Take, for example, the Christian Doctrine.5 In a commercial setting, parties are generally free to agree that unwanted contractual clauses will be omitted. Likewise, parties to a commercial contract are free to include any mutually agreeable contractual clause. With limited exceptions, courts will simply look to the language of the contract (as agreed to) and the intent of the parties to decide whether the included or omitted clause will be enforced. This is not necessarily true, however, when the project owner is the United States. Contracts with the government are subject to a number of statutes and regulations, including the Federal Acquisition Regulation (FAR). The FAR includes certain mandatory clauses for various types of contracts entered into on behalf of the government. Under the Christian Doctrine, if a clause stricken by the parties is (a) required by law and (b) based on fundamental procurement policy, that clause will be read back into the contract as if it had not been stricken. Certain clauses will always be included in government construction contracts.

Conversely, there are other clauses that may not be written into a government construction contract. For example, in a commercial setting, if a contemplated project results in more potential liability than the contractor is comfortable with, the contractor might negotiate an indemnity provision shifting a portion of that potential liability to the project owner. When the project owner is the federal government, however, this isn’t allowed. Contracting officers do not have authority to bind the government beyond funds actually allocated for the project. In other words, an agency contracting officer may not usurp the role of Congress by allocating funds not assigned to the project, even though expenditure of those funds is uncertain (as in the case of potential indemnity). A contracting officer who agrees (without Congressional allocation of sufficient funds) to such an indemnity provision may be in violation of statutes collectively known as the Anti-Deficiency Act6and may be subject to harsh penalties. A contractor reviewing a federal request for proposal must become comfortable with the level of potential risk, knowing that the contracting officer doesn’t have the authority to negotiate indemnity from the government.

While federal contracting is, at times, unlike commercial contracting, the rules generally make sense when viewed in perspective. Rules described above, for example, simply stand for the propositions that (1) the FAR generally controls the content of a government contract and (2) federal agencies may not agree to expend funds not allocated by Congress. These simple propositions apply to government contractors whether they build spacecraft or storage sheds. It really doesn’t have to be rocket science.

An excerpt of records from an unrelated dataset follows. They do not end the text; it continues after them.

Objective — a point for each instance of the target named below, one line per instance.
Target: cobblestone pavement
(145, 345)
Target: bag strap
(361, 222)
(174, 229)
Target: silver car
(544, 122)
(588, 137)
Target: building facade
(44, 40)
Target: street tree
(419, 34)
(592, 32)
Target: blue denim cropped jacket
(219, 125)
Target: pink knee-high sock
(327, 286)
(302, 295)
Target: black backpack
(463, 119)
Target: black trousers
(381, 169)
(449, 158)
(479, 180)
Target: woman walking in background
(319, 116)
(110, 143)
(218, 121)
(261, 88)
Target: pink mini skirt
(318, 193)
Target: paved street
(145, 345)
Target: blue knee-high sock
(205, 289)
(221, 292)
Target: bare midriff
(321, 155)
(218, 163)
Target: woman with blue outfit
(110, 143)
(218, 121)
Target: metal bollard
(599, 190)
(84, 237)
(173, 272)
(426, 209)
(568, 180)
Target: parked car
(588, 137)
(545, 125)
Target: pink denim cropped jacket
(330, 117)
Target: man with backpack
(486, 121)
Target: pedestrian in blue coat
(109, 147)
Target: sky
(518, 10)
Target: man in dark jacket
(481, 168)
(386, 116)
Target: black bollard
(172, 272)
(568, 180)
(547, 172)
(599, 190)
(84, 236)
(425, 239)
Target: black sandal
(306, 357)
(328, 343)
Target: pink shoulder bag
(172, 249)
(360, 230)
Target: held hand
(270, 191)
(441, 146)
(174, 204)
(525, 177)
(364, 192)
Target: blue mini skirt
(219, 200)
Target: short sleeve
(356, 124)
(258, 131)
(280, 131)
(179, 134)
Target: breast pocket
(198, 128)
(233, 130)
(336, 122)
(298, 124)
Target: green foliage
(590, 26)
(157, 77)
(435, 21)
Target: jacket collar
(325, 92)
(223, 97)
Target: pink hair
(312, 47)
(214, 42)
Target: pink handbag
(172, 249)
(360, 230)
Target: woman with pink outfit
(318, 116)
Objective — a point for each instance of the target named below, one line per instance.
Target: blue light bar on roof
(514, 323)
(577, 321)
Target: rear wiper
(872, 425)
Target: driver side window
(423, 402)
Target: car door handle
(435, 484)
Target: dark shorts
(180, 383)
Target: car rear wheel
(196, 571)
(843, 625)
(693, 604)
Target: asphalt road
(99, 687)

Wade Bass is an attorney in our Mandeville office.


  1. fedspending.org
  2. This is true of all federal contracts, but even more so where American Reinvestment and Recovery Act (ARRA) funds comprise any portion of the contract. For an understanding of ARRA opportunities and additional obligations for contractors who win these contracts, visit www.recovery.gov.
  3. Statutes at issue include: 18 U.S.C. § 286 (conspiracy to defraud); 18 U.S.C. § 287 (False Claims); 18 U.S.C. § 1001 (False Statements); 18 U.S.C. § 1341-1343 (Mail and Wire Fraud); 18 U.S.C. § 1031 (Major Fraud Act); and 31 U.S.C. § 3729-3733 (Civil False Claims Act).
  4. Practical Tip: Take your billing practices off of auto pilot. For example, some companies routinely bill the project owner for the cost of project bonds in the initial billing cycle (sometimes during mobilization or during a design phase of the project). Be sure that the department responsible for procuring the bonds has done so before billing the federal project owner for them. The fact that the company has received a quote, made application and received word that bonds are forthcoming may not suffice, and an invoice charging the government owner for a bond promised but not yet procured may be a false claim.
  5. Named for a case in the United States Court of Federal Claims called Christian & Associates v. United States, 312 F.2d 418 (Ct. Cl. 1963).
  6. 31 U.S.C. §§ 1341-1344, 1511-1517.